The implications are broader than just gay marriage. Jonah Goldberg recently wrote about the general absurdness of the extreme positions being advanced by the left and where he sees it taking the nation as a whole. He writes:
When I was growing up (“How’s that going? Seems like you’ve got a ways to go…” — The Couch), it seemed like lots of people talked about post-modernism, critical-race theory and all that junk. Today, it seems like no one talks about it, but everyone lives it — or is being forced to live with it.

I’ll always remember that line from Wendy Doniger when McCain picked Sarah Palin for veep: “Her greatest hypocrisy is in her pretense that she is a woman.”

Whatever criticisms you might have for Palin, there was a time when the one thing everyone could agree on is that she’s, you know, a woman. But now we live in an age where we must say Bruce Jenner is a woman, but only Right-wing cranks like me bother to complain that a professor at the University of Chicago could write that Sarah Palin isn’t one.

* * *

My real fear isn’t that the left will win. I still have some faith that the American people, including large portions of the Democratic base, don’t actually buy all of this nonsense, or at the very least it’s reasonable to assume they won’t continue to buy it for long. Why? Because it’s exhausting. ...

No my real fear is that the center will not hold. I’ve discussed this a bit when it comes to the debate over Islam. I don’t like the practice of insulting Muslims — or anybody — just to prove a point. But what I like even less is the suggestion that Muslim fanatics have the assassin’s veto over what we can say or do. So I am forced to choose sides, and when forced, I will stand with the insulters over the beheaders. But that is not an ideal scenario. That is the Leninist thinking of “the worse, the better.”

So what I fear is something similar in our own society; that the left gets what it’s been asking for: Total Identity Politics Armageddon. Everyone to your tribe, literal or figurative.

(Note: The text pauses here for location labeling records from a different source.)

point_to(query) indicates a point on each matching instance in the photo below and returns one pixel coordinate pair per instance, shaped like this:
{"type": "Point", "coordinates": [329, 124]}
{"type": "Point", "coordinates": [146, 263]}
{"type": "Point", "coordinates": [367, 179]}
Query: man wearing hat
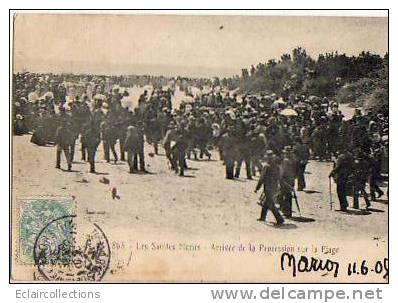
{"type": "Point", "coordinates": [91, 138]}
{"type": "Point", "coordinates": [64, 139]}
{"type": "Point", "coordinates": [269, 179]}
{"type": "Point", "coordinates": [134, 145]}
{"type": "Point", "coordinates": [340, 173]}
{"type": "Point", "coordinates": [170, 136]}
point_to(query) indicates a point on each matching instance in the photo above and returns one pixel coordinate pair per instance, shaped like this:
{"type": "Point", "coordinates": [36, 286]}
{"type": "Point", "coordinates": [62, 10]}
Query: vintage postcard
{"type": "Point", "coordinates": [186, 147]}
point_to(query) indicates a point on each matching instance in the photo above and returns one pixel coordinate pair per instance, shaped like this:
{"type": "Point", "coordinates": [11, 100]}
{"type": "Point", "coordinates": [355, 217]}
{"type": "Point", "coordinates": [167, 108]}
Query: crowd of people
{"type": "Point", "coordinates": [274, 137]}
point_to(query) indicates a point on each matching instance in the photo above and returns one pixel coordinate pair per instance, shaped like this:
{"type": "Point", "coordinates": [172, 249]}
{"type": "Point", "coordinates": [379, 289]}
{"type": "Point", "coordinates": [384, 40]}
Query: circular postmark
{"type": "Point", "coordinates": [63, 252]}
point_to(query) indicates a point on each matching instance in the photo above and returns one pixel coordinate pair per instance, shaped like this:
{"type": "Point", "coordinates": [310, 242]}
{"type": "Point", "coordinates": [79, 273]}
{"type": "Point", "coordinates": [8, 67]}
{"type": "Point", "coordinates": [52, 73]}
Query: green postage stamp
{"type": "Point", "coordinates": [34, 214]}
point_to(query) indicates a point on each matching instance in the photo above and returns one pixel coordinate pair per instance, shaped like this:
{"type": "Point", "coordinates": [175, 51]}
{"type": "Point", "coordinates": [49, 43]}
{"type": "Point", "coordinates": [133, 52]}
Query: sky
{"type": "Point", "coordinates": [173, 45]}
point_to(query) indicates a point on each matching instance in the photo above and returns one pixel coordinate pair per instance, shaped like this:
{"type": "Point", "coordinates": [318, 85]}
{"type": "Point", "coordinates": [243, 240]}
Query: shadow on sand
{"type": "Point", "coordinates": [302, 219]}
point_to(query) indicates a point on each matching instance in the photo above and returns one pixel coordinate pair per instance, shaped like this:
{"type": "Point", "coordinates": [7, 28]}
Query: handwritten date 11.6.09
{"type": "Point", "coordinates": [363, 268]}
{"type": "Point", "coordinates": [310, 264]}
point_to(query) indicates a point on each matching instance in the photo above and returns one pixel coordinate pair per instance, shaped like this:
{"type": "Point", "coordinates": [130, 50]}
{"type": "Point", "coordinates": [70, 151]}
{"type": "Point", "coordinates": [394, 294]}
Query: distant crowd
{"type": "Point", "coordinates": [274, 137]}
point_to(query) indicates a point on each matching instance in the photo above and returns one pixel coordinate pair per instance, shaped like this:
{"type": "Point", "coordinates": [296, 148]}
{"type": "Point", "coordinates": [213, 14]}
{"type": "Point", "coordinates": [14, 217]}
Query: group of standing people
{"type": "Point", "coordinates": [274, 137]}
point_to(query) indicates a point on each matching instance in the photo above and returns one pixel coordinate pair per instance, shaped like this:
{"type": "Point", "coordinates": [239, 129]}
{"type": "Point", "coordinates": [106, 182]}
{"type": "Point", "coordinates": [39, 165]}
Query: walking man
{"type": "Point", "coordinates": [269, 179]}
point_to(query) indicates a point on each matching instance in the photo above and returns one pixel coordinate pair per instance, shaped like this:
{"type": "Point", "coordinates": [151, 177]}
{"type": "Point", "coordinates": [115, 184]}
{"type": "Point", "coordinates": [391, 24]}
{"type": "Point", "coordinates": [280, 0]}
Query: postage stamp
{"type": "Point", "coordinates": [34, 215]}
{"type": "Point", "coordinates": [63, 252]}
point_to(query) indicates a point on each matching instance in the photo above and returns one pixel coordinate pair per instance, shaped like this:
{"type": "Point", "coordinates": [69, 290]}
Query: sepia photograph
{"type": "Point", "coordinates": [211, 147]}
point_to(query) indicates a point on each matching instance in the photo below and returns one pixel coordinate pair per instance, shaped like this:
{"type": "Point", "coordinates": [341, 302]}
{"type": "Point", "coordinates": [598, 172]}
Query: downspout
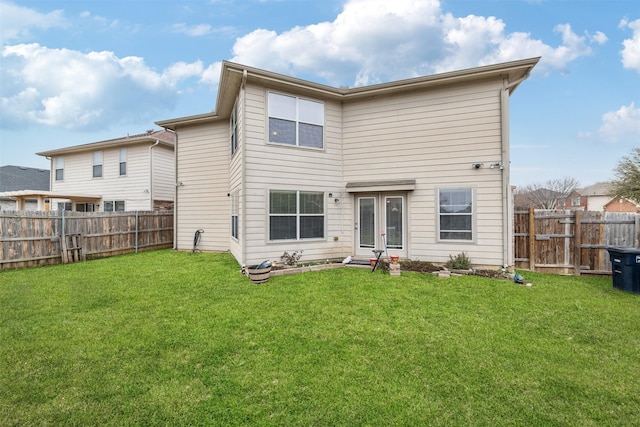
{"type": "Point", "coordinates": [151, 174]}
{"type": "Point", "coordinates": [507, 210]}
{"type": "Point", "coordinates": [175, 193]}
{"type": "Point", "coordinates": [243, 186]}
{"type": "Point", "coordinates": [507, 196]}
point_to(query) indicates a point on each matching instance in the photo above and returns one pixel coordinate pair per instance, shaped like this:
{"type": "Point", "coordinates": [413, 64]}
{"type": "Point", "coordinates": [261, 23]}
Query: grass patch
{"type": "Point", "coordinates": [179, 338]}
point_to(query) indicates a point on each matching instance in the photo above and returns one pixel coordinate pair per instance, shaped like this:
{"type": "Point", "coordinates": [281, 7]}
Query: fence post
{"type": "Point", "coordinates": [532, 239]}
{"type": "Point", "coordinates": [136, 244]}
{"type": "Point", "coordinates": [577, 256]}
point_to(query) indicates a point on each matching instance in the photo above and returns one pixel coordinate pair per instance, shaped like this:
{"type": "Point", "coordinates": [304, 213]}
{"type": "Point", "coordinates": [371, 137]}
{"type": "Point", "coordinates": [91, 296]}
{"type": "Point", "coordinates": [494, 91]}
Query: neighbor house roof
{"type": "Point", "coordinates": [597, 189]}
{"type": "Point", "coordinates": [165, 137]}
{"type": "Point", "coordinates": [233, 76]}
{"type": "Point", "coordinates": [13, 178]}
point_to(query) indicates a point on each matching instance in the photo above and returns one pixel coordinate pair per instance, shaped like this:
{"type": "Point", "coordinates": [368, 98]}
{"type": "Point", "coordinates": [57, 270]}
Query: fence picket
{"type": "Point", "coordinates": [32, 238]}
{"type": "Point", "coordinates": [570, 242]}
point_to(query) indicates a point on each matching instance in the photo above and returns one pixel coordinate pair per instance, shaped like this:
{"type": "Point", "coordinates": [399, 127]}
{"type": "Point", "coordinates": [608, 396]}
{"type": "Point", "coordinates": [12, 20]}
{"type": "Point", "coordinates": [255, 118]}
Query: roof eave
{"type": "Point", "coordinates": [106, 144]}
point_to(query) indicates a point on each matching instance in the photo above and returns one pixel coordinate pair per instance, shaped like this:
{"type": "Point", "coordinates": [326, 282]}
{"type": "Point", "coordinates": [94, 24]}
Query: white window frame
{"type": "Point", "coordinates": [113, 205]}
{"type": "Point", "coordinates": [472, 215]}
{"type": "Point", "coordinates": [297, 116]}
{"type": "Point", "coordinates": [98, 161]}
{"type": "Point", "coordinates": [298, 215]}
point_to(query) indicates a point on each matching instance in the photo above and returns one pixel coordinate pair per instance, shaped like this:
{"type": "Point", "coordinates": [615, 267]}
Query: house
{"type": "Point", "coordinates": [575, 201]}
{"type": "Point", "coordinates": [19, 178]}
{"type": "Point", "coordinates": [419, 167]}
{"type": "Point", "coordinates": [130, 173]}
{"type": "Point", "coordinates": [596, 195]}
{"type": "Point", "coordinates": [621, 204]}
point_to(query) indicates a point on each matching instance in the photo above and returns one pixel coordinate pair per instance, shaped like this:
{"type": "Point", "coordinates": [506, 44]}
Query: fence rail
{"type": "Point", "coordinates": [572, 242]}
{"type": "Point", "coordinates": [31, 238]}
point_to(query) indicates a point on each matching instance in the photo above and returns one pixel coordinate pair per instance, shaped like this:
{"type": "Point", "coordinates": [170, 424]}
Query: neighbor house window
{"type": "Point", "coordinates": [123, 161]}
{"type": "Point", "coordinates": [234, 128]}
{"type": "Point", "coordinates": [59, 168]}
{"type": "Point", "coordinates": [296, 215]}
{"type": "Point", "coordinates": [295, 121]}
{"type": "Point", "coordinates": [455, 214]}
{"type": "Point", "coordinates": [235, 210]}
{"type": "Point", "coordinates": [64, 206]}
{"type": "Point", "coordinates": [114, 206]}
{"type": "Point", "coordinates": [84, 207]}
{"type": "Point", "coordinates": [97, 164]}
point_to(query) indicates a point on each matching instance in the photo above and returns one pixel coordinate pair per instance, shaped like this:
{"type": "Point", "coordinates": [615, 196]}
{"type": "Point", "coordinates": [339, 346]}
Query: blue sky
{"type": "Point", "coordinates": [75, 72]}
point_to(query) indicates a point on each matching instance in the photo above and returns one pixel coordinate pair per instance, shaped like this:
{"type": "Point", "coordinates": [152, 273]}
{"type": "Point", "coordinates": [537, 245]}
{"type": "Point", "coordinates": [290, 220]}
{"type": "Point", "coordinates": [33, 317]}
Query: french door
{"type": "Point", "coordinates": [380, 221]}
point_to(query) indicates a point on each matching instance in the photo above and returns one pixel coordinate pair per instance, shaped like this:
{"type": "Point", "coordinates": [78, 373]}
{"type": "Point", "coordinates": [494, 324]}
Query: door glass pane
{"type": "Point", "coordinates": [367, 223]}
{"type": "Point", "coordinates": [394, 215]}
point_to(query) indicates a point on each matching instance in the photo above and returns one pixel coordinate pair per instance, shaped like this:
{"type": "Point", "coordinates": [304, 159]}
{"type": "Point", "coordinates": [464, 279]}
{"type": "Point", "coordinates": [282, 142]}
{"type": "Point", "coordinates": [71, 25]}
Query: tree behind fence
{"type": "Point", "coordinates": [30, 238]}
{"type": "Point", "coordinates": [572, 242]}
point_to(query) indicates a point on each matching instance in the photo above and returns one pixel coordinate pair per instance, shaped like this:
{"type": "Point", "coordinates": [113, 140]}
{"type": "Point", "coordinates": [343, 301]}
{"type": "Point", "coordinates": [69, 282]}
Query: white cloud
{"type": "Point", "coordinates": [622, 125]}
{"type": "Point", "coordinates": [17, 22]}
{"type": "Point", "coordinates": [378, 40]}
{"type": "Point", "coordinates": [599, 37]}
{"type": "Point", "coordinates": [631, 47]}
{"type": "Point", "coordinates": [193, 30]}
{"type": "Point", "coordinates": [66, 88]}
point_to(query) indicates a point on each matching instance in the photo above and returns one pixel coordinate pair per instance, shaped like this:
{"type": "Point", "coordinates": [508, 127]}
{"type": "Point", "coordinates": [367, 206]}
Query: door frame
{"type": "Point", "coordinates": [380, 223]}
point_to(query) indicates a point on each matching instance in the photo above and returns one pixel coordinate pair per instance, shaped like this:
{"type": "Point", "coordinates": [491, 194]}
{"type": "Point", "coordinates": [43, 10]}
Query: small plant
{"type": "Point", "coordinates": [291, 259]}
{"type": "Point", "coordinates": [460, 262]}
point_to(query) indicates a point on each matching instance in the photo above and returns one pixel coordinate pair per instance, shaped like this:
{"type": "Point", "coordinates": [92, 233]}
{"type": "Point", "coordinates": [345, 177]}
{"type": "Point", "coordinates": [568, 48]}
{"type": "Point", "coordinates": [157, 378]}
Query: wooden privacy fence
{"type": "Point", "coordinates": [572, 242]}
{"type": "Point", "coordinates": [29, 238]}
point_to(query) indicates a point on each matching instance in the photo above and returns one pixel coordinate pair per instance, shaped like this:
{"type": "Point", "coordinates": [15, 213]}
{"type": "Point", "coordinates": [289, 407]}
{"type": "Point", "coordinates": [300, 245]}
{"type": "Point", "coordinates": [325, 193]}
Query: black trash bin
{"type": "Point", "coordinates": [625, 266]}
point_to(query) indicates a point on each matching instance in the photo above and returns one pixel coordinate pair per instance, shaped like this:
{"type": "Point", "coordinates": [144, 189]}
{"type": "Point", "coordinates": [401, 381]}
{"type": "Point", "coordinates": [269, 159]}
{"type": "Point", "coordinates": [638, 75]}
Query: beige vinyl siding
{"type": "Point", "coordinates": [163, 173]}
{"type": "Point", "coordinates": [279, 167]}
{"type": "Point", "coordinates": [202, 202]}
{"type": "Point", "coordinates": [434, 137]}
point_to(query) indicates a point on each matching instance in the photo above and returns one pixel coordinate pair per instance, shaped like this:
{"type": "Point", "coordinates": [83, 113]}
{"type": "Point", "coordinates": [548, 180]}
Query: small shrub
{"type": "Point", "coordinates": [291, 259]}
{"type": "Point", "coordinates": [460, 262]}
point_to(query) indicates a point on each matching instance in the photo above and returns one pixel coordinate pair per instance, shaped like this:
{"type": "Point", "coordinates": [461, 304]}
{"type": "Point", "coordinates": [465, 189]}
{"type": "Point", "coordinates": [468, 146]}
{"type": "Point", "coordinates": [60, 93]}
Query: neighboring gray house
{"type": "Point", "coordinates": [135, 172]}
{"type": "Point", "coordinates": [19, 178]}
{"type": "Point", "coordinates": [420, 166]}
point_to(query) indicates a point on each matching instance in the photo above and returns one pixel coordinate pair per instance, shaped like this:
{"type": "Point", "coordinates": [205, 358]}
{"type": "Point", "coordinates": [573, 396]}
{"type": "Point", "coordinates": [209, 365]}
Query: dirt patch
{"type": "Point", "coordinates": [427, 267]}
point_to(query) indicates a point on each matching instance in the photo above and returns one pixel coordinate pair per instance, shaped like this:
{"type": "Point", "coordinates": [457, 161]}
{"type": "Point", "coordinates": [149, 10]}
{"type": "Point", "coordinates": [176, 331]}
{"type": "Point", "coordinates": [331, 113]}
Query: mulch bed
{"type": "Point", "coordinates": [427, 267]}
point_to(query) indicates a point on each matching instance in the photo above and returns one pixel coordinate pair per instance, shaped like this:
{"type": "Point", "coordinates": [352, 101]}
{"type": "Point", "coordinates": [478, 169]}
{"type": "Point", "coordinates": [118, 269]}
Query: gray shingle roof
{"type": "Point", "coordinates": [13, 178]}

Spending as much time as I do on the internet, it’s easy to think this world has already arrived. It’s basically how political twitter operates. But what I fear is that it spills over into real life, like when characters from The Matrix walk among us.

The Left’s identity-politics game is a bit like the welfare states of Europe, which exist solely by living off borrowed capital and unrequited generosity. Europeans can only have their lavish entitlements because they benefit from our military might and our technological innovation. Left to their own devices, they’d have to live quite differently.

Similarly, identity politics is fueled by generous subsidies from higher education, foundations, and other institutions designed to transfer resources to the Griping Industry. But if you spend enough time teaching people to think that way, guess what? They’ll think that way.
 Looking more broadly, the Court's decision is yet another propaganda victory for Muslim terrorists. They can point to it and proclaim that it is just more evidence of how wicked the West has become and that it must be destroyed. For instance, following the Tunisian massacre, ISIS claimed the massacre was an "attack upon the nests of fornication, vice and disbelief in God."